Camp Teaches Kids to Be Good Samaritans
Posted July 8, 1997
RALEIGH — Some kids never see much of the world outside of their own neighborhoods. That can mean that some children, blessed with the comforts of life, never experience what it's like to be poor, sick, or hungry. A Raleigh church hopes to teach teenagers to appreciate their own blessings by giving to those less fortunate.
The program is called "Summer in the City," and it's sponsored by White Memorial Presbyterian Church in Raleigh. For one week, middle school students are immersed in service projects. They learn about others; they learn about themselves; but most of all, they learn about compassion.

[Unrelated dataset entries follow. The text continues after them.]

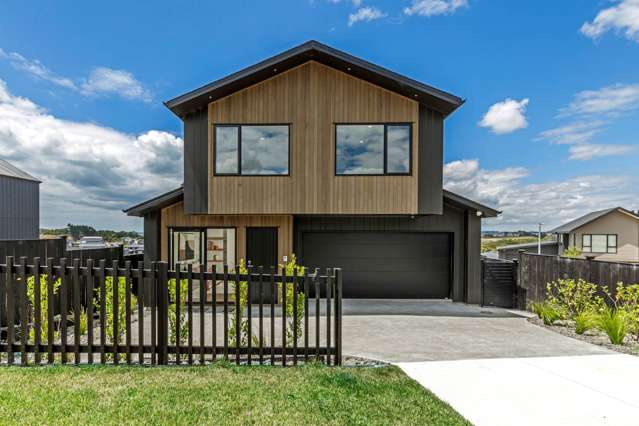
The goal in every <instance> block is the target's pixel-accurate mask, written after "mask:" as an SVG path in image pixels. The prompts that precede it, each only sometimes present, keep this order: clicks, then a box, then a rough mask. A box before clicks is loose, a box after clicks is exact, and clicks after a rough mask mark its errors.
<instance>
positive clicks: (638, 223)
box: [551, 207, 639, 263]
mask: <svg viewBox="0 0 639 426" xmlns="http://www.w3.org/2000/svg"><path fill="white" fill-rule="evenodd" d="M551 232H553V233H554V234H556V235H557V241H558V242H559V253H563V251H564V250H565V249H567V248H568V247H576V248H578V249H579V250H581V252H582V254H583V256H587V257H589V256H592V257H594V258H595V259H596V260H607V261H615V262H632V263H639V213H637V212H633V211H631V210H626V209H624V208H622V207H613V208H610V209H606V210H599V211H596V212H591V213H588V214H586V215H584V216H581V217H579V218H577V219H575V220H573V221H571V222H568V223H566V224H564V225H561V226H559V227H558V228H555V229H553V230H552V231H551Z"/></svg>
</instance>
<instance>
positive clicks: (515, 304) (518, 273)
mask: <svg viewBox="0 0 639 426" xmlns="http://www.w3.org/2000/svg"><path fill="white" fill-rule="evenodd" d="M513 286H514V287H515V288H513V300H512V306H513V308H515V309H518V308H519V260H518V259H513Z"/></svg>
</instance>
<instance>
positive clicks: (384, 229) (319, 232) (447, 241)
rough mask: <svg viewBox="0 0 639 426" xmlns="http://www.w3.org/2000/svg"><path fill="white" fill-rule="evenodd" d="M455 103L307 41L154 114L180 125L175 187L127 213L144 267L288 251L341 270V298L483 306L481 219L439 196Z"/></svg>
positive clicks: (492, 216)
mask: <svg viewBox="0 0 639 426" xmlns="http://www.w3.org/2000/svg"><path fill="white" fill-rule="evenodd" d="M462 104H463V100H462V99H461V98H459V97H457V96H454V95H452V94H449V93H446V92H444V91H441V90H439V89H436V88H434V87H431V86H429V85H426V84H424V83H421V82H418V81H415V80H412V79H410V78H408V77H405V76H402V75H399V74H397V73H395V72H392V71H389V70H387V69H384V68H382V67H379V66H377V65H375V64H371V63H369V62H366V61H364V60H362V59H359V58H356V57H354V56H352V55H349V54H348V53H345V52H341V51H339V50H336V49H333V48H331V47H329V46H326V45H323V44H321V43H318V42H316V41H310V42H307V43H304V44H302V45H300V46H297V47H294V48H292V49H290V50H288V51H286V52H283V53H281V54H279V55H276V56H274V57H272V58H268V59H266V60H264V61H262V62H259V63H257V64H255V65H253V66H251V67H249V68H246V69H244V70H241V71H238V72H236V73H234V74H232V75H229V76H227V77H225V78H222V79H220V80H217V81H214V82H212V83H210V84H208V85H206V86H203V87H201V88H199V89H196V90H194V91H192V92H189V93H186V94H184V95H182V96H179V97H177V98H175V99H173V100H170V101H168V102H166V103H165V105H166V106H167V107H168V108H169V109H170V110H171V111H172V112H173V113H175V114H176V115H177V116H178V117H179V118H180V119H181V120H182V121H183V122H184V185H183V187H181V188H178V189H175V190H172V191H170V192H167V193H166V194H163V195H160V196H158V197H156V198H154V199H151V200H148V201H144V202H142V203H140V204H138V205H136V206H133V207H131V208H129V209H127V210H126V213H127V214H129V215H132V216H140V217H144V237H145V242H144V245H145V256H146V259H147V260H166V261H168V262H170V263H171V264H175V263H180V264H184V265H186V264H191V265H193V267H194V268H200V267H201V265H202V266H204V267H206V268H207V269H208V270H210V269H211V268H213V267H215V268H217V270H220V269H221V268H222V267H223V266H224V265H228V266H231V267H232V266H233V265H235V264H236V263H237V262H238V261H239V260H240V259H245V260H247V261H251V262H252V263H253V264H254V265H263V266H266V267H269V266H273V265H277V264H278V263H282V261H283V260H284V259H285V258H286V259H288V258H290V256H291V254H292V253H295V254H296V255H297V256H298V258H299V260H300V263H301V264H303V265H305V266H308V267H311V268H313V267H316V266H317V267H329V266H330V267H341V268H343V270H344V297H368V298H451V299H453V300H456V301H466V302H469V303H479V302H480V301H481V282H480V281H481V272H480V231H481V219H482V218H485V217H494V216H496V215H498V214H499V212H498V211H496V210H494V209H492V208H490V207H488V206H485V205H481V204H479V203H476V202H474V201H472V200H469V199H467V198H464V197H461V196H459V195H457V194H453V193H451V192H448V191H445V190H444V189H443V186H442V182H443V148H444V119H445V118H446V117H447V116H449V115H450V114H452V113H453V112H454V111H455V110H456V109H457V108H459V107H460V106H461V105H462Z"/></svg>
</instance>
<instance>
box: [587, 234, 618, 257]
mask: <svg viewBox="0 0 639 426" xmlns="http://www.w3.org/2000/svg"><path fill="white" fill-rule="evenodd" d="M581 250H582V251H583V252H584V253H612V254H614V253H617V235H616V234H583V235H582V236H581Z"/></svg>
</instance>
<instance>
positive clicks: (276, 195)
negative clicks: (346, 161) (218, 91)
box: [207, 61, 419, 214]
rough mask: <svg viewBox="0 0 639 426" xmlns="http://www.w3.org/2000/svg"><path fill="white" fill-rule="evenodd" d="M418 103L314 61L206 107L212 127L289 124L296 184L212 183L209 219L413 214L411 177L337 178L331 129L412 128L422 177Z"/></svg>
mask: <svg viewBox="0 0 639 426" xmlns="http://www.w3.org/2000/svg"><path fill="white" fill-rule="evenodd" d="M418 121H419V105H418V102H416V101H414V100H411V99H408V98H406V97H404V96H401V95H398V94H396V93H393V92H390V91H388V90H385V89H382V88H380V87H378V86H375V85H372V84H370V83H368V82H366V81H363V80H360V79H357V78H355V77H352V76H350V75H348V74H347V73H345V72H341V71H338V70H335V69H334V68H330V67H327V66H325V65H322V64H319V63H317V62H314V61H311V62H308V63H305V64H303V65H301V66H299V67H296V68H293V69H291V70H289V71H287V72H284V73H282V74H280V75H277V76H275V77H273V78H271V79H268V80H265V81H263V82H261V83H258V84H256V85H254V86H251V87H249V88H247V89H245V90H242V91H239V92H236V93H234V94H231V95H230V96H227V97H226V98H223V99H220V100H217V101H215V102H213V103H211V104H209V155H208V157H207V158H212V154H211V153H212V140H211V139H212V134H211V133H212V131H211V128H212V124H215V123H291V130H290V140H291V143H290V151H291V152H290V158H291V161H290V164H289V169H290V174H291V178H281V177H265V178H261V179H255V178H251V177H233V178H229V177H221V176H213V174H212V167H211V165H212V162H210V161H209V213H210V214H246V213H264V214H290V213H295V214H318V213H323V214H364V213H369V214H379V213H387V214H416V213H417V173H416V172H414V173H413V174H412V176H349V177H336V176H334V165H335V161H334V123H336V122H337V123H339V122H342V123H346V122H349V123H353V122H366V123H370V122H378V123H384V122H387V123H388V122H411V123H413V141H412V143H413V145H412V146H413V164H412V169H413V171H416V170H417V139H418V128H417V126H418Z"/></svg>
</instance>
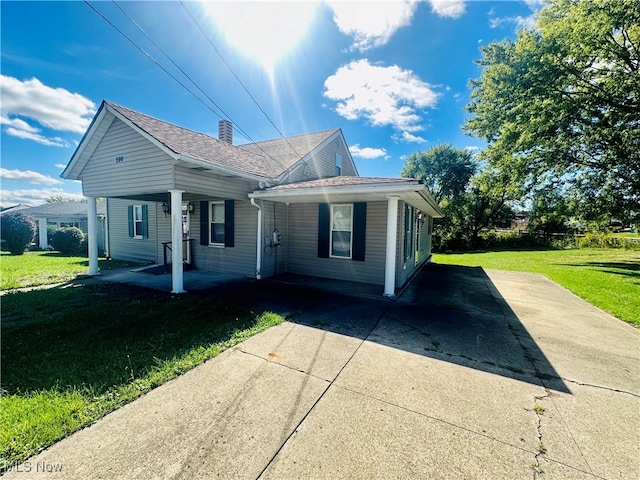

It takes a lot of work to be a good Samaritan. A group of middle school students are learning the hard way. They're doing yard work at a residential home for people with AIDS, Packing boxes at the North Carolina food bank, and visiting with senior citizens at an adult day care center.
Most agree they get much more than they give. Kimberly Daniels learned a lot from talking to a woman named Barbara about the beach. Learning is what it's all about.
Most of the 50 students spend time in their own neighborhoods. They never see the more urban parts of Raleigh. The goal of the program is to help them expand their world.
Associate Pastor Tom Watkins says most kids go to school shopping near their homes. So when they're asked what goes on in other parts of the city, they don't know. "Summer in the City's" goal is to take the kids to areas where they've never been.
And while the kids may not change the world in a week, they may change the way they view the world. Jamie Raub has learned that it's good to help people. He says some people aren't as lucky as others.
The church has one more "Summer in the City" session for the end of the month. They also have a trip planned during which teenagers will do service projects in towns from the coast to the mountains. The program is getting a lot of good feedback from the community.